Jean-Christophe Noël : Un soldat augmenté est un combattant dont les capacités physiques ou cognitives sont volontairement transformées afin d’accomplir des performances extrahumaines. Ces techniques d’augmentation peuvent s’appliquer sur le corps du soldat qui emportent des équipements adéquats ou dans le corps du soldat, où elles sont introduites dans l’organisme.

Est-ce si nouveau ?

Non, bien sûr. Les soldats ont toujours porté sur eux des équipements destinés à améliorer leurs capacités pour dominer leur adversaire. Une longue-vue ou des jumelles de vision nocturne sont des moyens d’augmentation. De la même manière, les combattants ont absorbé dès l’Antiquité des produits pour mieux supporter les contraintes ou les douleurs de la guerre. Homère raconte que les guerriers de l’Iliade buvaient du népenthès, qui contient de l’opium. Les Allemands avalaient en 1940 de la pervitine pour se tenir éveillés et exploiter la percée du front français.

Alors pourquoi cet intérêt actuel pour cette notion ?

De formidables progrès sont enregistrés dans les technologies numériques ou dans les sciences de la vie, notamment en génétique. Ces technologies, appliquées respectivement sur ou dans l’homme, peuvent provoquer des effets de seuil et changer notre vision traditionnelle du combattant.

Les nouveaux soldats augmentés existent déjà ?

Les technologies numériques ont envahi le champ de bataille. Le soldat connecté est aujourd’hui une réalité, qui va prendre une importance de plus en plus grande. Tout combattant est un émetteur et un récepteur d’informations, informations qu’il s’agit de rassembler, de traiter et d’utiliser pour qu’il maitrise mieux son environnement que son adversaire et qu’il en tire profit. Le but est de lever une part du brouillard qui recouvre le champ de bataille. Le problème est que le soldat va devoir gérer un volume d’informations de plus en plus important et son équipement va s’alourdir avec l’emport d’ordinateurs, de monoculaires et autres caméras. Parmi les défis de demain figurent les moyens à trouver pour limiter cette « infobésité » et rendre une certaine mobilité au fantassin.

Qu’en est-il des soldats augmentés de l’intérieur ?
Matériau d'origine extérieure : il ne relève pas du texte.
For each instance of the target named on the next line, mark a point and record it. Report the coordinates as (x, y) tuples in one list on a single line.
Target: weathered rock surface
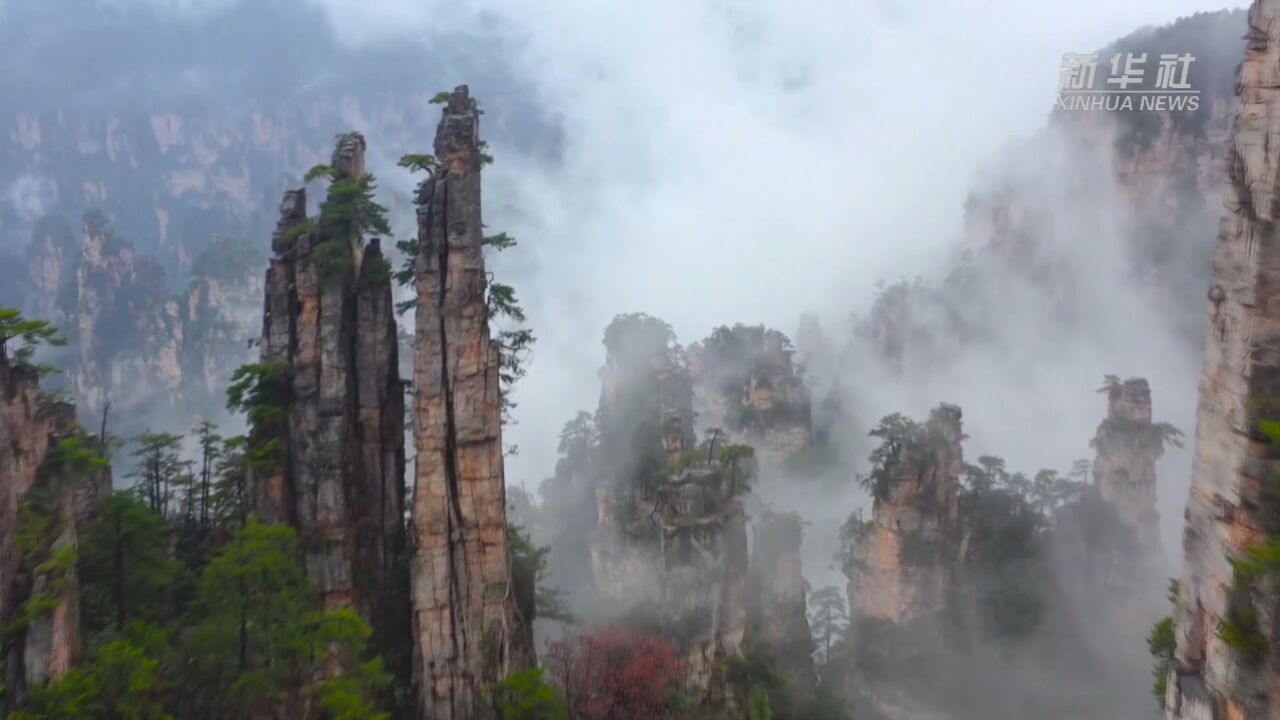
[(39, 646), (777, 611), (129, 331), (1128, 446), (677, 552), (1230, 507), (746, 384), (467, 629), (330, 332), (903, 564), (132, 342), (670, 534)]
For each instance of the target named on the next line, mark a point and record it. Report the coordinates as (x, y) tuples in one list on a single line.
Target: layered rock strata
[(467, 628)]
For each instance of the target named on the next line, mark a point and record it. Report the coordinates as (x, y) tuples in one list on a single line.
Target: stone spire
[(329, 329), (1232, 506), (467, 629), (40, 647), (776, 604), (901, 561), (1128, 446)]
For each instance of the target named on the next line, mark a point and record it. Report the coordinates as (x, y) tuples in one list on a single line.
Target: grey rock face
[(467, 628), (339, 478), (1229, 509)]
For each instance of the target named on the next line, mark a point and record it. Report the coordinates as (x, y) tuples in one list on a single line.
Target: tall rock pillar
[(903, 559), (329, 337), (467, 629), (1128, 446), (1233, 504)]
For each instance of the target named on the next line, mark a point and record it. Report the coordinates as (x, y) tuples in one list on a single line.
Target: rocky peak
[(1230, 509), (914, 520), (467, 628), (1128, 446)]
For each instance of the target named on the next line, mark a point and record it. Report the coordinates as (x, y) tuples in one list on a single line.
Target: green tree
[(257, 636), (530, 572), (895, 432), (120, 680), (828, 618), (529, 696), (210, 454), (126, 565)]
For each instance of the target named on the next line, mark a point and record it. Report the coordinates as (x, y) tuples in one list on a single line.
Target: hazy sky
[(746, 160)]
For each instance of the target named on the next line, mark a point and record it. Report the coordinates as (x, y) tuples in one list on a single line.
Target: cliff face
[(42, 643), (1144, 185), (1230, 507), (746, 384), (467, 629), (778, 615), (132, 341), (129, 331), (899, 566), (677, 554), (1128, 446), (339, 479)]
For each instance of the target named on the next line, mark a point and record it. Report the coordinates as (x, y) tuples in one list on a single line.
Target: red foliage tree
[(617, 674)]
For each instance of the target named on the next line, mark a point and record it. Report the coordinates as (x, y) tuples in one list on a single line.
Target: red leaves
[(617, 674)]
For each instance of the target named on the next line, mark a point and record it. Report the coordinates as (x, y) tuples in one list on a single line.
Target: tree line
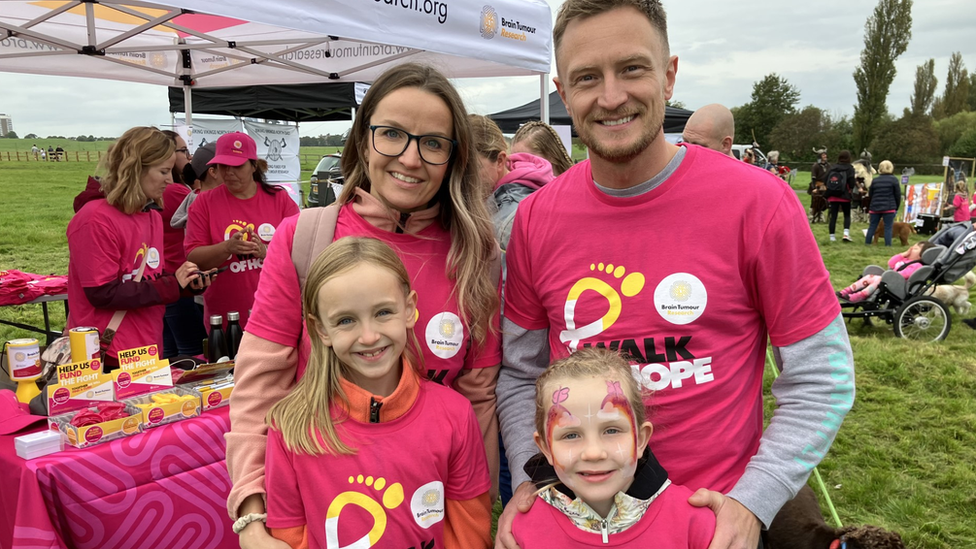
[(935, 124)]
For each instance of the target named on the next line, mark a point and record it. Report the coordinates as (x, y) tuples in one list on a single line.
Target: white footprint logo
[(630, 286), (392, 498)]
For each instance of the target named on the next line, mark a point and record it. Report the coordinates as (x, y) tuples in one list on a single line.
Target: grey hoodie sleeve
[(525, 355), (813, 395)]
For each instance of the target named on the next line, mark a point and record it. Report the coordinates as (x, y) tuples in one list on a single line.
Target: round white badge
[(266, 231), (153, 259), (444, 335), (427, 504), (680, 298)]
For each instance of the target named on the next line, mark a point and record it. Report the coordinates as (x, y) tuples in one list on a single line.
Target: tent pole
[(544, 98)]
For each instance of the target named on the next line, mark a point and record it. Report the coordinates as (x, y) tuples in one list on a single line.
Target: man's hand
[(256, 536), (521, 502), (735, 526)]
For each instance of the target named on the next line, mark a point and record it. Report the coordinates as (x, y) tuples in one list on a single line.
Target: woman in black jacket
[(885, 196), (841, 174)]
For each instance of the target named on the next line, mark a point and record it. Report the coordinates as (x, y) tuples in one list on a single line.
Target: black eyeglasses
[(393, 142)]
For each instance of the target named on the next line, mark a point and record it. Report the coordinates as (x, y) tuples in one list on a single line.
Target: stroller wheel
[(923, 318)]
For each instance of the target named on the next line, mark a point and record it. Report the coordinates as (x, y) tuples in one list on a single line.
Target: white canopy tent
[(213, 43)]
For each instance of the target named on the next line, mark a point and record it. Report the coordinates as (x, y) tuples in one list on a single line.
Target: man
[(614, 253), (818, 172), (711, 126)]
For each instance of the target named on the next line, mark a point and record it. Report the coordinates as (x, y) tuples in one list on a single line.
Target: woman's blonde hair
[(308, 410), (125, 164), (545, 143), (463, 210), (588, 362)]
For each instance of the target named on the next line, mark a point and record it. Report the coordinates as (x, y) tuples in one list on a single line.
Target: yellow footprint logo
[(630, 285), (391, 498)]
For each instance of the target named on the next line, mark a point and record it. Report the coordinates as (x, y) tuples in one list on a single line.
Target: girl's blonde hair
[(127, 160), (307, 411), (545, 143), (463, 210), (588, 362)]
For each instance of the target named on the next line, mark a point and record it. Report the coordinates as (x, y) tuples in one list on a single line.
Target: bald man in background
[(711, 126)]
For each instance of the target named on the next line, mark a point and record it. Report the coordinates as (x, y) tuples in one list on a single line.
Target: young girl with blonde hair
[(600, 482), (337, 467)]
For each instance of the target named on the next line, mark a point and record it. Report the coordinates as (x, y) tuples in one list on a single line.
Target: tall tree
[(955, 98), (925, 84), (773, 98), (886, 36)]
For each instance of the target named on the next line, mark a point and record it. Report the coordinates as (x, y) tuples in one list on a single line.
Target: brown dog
[(800, 525), (901, 231)]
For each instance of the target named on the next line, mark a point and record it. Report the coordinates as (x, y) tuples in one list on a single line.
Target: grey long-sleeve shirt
[(813, 394)]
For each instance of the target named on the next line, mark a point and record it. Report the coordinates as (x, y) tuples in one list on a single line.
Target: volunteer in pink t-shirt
[(114, 237), (231, 226), (410, 181)]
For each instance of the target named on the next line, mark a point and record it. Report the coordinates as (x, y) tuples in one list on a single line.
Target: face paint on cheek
[(615, 405)]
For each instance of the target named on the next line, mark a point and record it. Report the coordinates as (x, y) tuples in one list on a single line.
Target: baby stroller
[(905, 303)]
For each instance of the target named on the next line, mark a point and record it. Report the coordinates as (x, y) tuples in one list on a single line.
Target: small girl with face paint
[(599, 480), (365, 452)]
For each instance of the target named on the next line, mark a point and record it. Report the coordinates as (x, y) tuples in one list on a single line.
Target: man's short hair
[(581, 9)]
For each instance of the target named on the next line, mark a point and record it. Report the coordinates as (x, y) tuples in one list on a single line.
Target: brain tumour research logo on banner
[(489, 22)]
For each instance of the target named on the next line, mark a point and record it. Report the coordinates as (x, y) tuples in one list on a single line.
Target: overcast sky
[(723, 48)]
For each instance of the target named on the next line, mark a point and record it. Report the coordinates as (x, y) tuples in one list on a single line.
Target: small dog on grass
[(800, 525), (954, 296), (901, 231)]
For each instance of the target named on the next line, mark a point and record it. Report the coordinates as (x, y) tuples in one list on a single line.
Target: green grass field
[(905, 459)]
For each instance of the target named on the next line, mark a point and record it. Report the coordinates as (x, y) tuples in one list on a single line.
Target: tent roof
[(217, 43), (510, 120), (294, 102)]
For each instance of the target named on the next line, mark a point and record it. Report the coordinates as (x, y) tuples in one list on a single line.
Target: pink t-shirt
[(173, 253), (670, 521), (105, 244), (400, 477), (214, 217), (444, 339), (691, 297), (961, 203)]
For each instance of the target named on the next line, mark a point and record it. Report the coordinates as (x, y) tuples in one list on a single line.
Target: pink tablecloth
[(166, 487)]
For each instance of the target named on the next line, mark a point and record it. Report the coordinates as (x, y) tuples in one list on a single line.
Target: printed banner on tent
[(207, 130), (922, 199)]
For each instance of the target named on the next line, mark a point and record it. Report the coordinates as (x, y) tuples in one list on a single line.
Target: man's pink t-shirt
[(394, 488), (692, 307), (105, 245), (445, 340), (173, 253), (213, 218), (669, 522)]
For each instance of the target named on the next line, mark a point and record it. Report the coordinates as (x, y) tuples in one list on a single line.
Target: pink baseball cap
[(14, 416), (234, 149)]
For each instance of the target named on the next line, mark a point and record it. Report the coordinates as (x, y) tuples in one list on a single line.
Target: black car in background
[(325, 181)]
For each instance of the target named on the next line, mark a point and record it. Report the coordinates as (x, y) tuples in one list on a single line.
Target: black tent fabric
[(510, 120), (293, 103)]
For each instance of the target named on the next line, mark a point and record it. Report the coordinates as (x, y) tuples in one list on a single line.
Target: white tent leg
[(544, 98)]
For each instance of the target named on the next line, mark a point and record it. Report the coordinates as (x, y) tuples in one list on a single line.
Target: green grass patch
[(905, 459)]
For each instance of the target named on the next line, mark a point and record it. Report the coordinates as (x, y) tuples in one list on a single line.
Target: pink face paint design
[(616, 402)]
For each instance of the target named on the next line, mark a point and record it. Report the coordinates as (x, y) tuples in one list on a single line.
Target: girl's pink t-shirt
[(105, 245), (213, 218)]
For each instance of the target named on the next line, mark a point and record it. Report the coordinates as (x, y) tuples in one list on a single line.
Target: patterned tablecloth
[(166, 487)]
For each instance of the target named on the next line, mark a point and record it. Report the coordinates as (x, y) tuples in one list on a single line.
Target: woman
[(183, 330), (115, 267), (541, 139), (885, 195), (840, 182), (232, 225), (410, 181)]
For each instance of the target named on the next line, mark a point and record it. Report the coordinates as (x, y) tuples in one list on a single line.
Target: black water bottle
[(234, 333), (217, 344)]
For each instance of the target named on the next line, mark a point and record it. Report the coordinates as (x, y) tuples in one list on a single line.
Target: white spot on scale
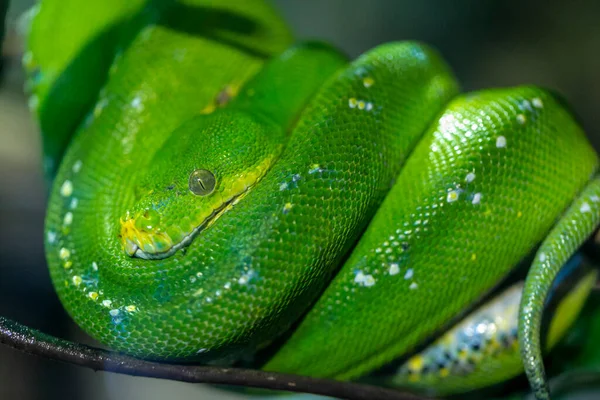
[(287, 207), (137, 103), (77, 166), (364, 280), (500, 142), (314, 168), (51, 237), (453, 195), (585, 207), (68, 218), (64, 253), (66, 188), (359, 278), (369, 281)]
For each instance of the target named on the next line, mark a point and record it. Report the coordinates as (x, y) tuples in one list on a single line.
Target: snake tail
[(576, 225)]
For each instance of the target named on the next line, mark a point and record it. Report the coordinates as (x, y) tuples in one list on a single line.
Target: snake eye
[(202, 182)]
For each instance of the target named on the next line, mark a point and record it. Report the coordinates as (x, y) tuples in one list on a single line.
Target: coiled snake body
[(210, 198)]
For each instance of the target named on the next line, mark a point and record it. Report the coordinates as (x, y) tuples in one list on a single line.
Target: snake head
[(205, 167)]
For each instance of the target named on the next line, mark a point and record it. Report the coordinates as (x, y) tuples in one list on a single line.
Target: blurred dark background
[(488, 43)]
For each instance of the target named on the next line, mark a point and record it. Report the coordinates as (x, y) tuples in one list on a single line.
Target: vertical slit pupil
[(202, 182)]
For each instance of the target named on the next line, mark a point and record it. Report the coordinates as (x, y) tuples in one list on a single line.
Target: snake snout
[(142, 236)]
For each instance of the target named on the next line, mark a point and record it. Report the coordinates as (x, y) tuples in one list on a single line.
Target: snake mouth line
[(135, 251)]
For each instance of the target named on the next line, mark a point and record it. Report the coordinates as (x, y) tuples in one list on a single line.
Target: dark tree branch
[(31, 341)]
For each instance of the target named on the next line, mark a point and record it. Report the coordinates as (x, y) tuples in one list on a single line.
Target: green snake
[(212, 190)]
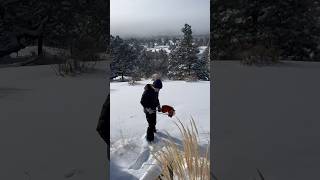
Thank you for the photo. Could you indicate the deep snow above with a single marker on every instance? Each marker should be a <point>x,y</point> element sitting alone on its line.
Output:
<point>47,124</point>
<point>130,154</point>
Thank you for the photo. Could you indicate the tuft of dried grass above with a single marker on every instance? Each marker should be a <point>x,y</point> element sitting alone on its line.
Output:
<point>186,162</point>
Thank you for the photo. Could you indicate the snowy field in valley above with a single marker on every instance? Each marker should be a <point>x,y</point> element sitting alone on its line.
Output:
<point>267,118</point>
<point>130,156</point>
<point>48,124</point>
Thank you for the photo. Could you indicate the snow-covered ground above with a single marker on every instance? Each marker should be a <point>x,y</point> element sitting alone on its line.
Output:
<point>130,155</point>
<point>48,124</point>
<point>268,118</point>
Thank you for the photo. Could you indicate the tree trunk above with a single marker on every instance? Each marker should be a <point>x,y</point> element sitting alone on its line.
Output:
<point>40,45</point>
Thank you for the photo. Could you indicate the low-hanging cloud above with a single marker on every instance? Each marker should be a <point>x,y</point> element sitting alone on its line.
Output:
<point>130,18</point>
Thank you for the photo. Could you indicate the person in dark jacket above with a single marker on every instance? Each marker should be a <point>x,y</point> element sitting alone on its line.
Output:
<point>103,126</point>
<point>157,84</point>
<point>150,102</point>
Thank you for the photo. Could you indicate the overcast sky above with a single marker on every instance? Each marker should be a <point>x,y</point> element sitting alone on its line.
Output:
<point>158,17</point>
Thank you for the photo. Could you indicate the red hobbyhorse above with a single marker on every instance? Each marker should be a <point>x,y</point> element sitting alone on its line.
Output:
<point>168,109</point>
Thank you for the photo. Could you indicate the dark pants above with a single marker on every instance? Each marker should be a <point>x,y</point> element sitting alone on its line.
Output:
<point>152,121</point>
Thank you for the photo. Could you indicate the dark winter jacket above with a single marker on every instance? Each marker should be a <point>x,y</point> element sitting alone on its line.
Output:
<point>150,99</point>
<point>103,126</point>
<point>157,84</point>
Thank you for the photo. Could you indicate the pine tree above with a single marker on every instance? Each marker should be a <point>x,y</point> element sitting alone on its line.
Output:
<point>123,58</point>
<point>183,58</point>
<point>202,66</point>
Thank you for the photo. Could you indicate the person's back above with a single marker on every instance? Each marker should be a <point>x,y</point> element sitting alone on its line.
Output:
<point>150,102</point>
<point>149,98</point>
<point>157,83</point>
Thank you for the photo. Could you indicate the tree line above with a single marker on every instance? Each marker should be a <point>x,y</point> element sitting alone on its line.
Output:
<point>133,58</point>
<point>64,24</point>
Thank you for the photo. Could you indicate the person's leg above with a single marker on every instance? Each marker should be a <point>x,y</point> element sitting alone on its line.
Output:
<point>150,135</point>
<point>154,122</point>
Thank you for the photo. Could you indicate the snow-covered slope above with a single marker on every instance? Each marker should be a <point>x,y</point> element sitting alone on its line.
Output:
<point>47,124</point>
<point>130,154</point>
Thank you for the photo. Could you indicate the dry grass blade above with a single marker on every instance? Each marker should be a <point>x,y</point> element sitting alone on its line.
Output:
<point>185,163</point>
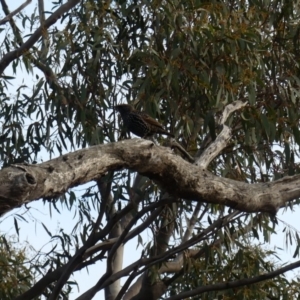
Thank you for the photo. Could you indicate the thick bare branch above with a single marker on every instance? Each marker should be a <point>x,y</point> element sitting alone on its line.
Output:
<point>24,183</point>
<point>222,139</point>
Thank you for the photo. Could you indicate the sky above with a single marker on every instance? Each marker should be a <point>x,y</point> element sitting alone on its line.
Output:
<point>35,235</point>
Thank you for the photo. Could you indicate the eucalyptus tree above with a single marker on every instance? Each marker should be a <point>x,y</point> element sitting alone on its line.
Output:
<point>223,76</point>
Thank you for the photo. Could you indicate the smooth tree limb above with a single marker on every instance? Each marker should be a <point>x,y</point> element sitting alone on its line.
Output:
<point>25,183</point>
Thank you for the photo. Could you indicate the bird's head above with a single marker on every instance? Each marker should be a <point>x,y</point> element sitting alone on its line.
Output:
<point>124,108</point>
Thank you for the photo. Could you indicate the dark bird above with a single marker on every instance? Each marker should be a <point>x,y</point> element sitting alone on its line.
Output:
<point>140,123</point>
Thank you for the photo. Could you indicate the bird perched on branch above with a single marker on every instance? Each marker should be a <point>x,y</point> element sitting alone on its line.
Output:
<point>140,123</point>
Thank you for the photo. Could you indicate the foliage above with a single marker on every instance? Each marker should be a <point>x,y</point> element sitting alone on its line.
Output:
<point>15,275</point>
<point>182,62</point>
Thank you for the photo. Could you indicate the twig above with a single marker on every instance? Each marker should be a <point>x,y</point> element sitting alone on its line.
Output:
<point>9,16</point>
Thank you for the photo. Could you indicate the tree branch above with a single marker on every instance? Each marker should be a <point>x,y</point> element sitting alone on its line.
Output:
<point>10,56</point>
<point>13,13</point>
<point>24,183</point>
C’est plus simple dans ce cas. Il n’existe pas de soldats dans les armées françaises ou étrangères qui ont subi des évolutions dites « invasives », comme les nomme la ministre des Armées. Mais les choses pourraient évoluer à plus long terme.

C’est-à-dire ?

Il y a un an, Steven A Walker, le directeur de la DARPA qui est l’agence américaine qui réfléchit aux applications militaires des nouvelles technologies et qui les teste, estimait publiquement que le potentiel militaire des sciences de la vie était plus élevé que celui de l’intelligence artificielle ou de l’informatique quantique. Des experts américains ont par ailleurs relevé l’intérêt avancé de l’Armée populaire de libération chinoise pour la recherche génétique.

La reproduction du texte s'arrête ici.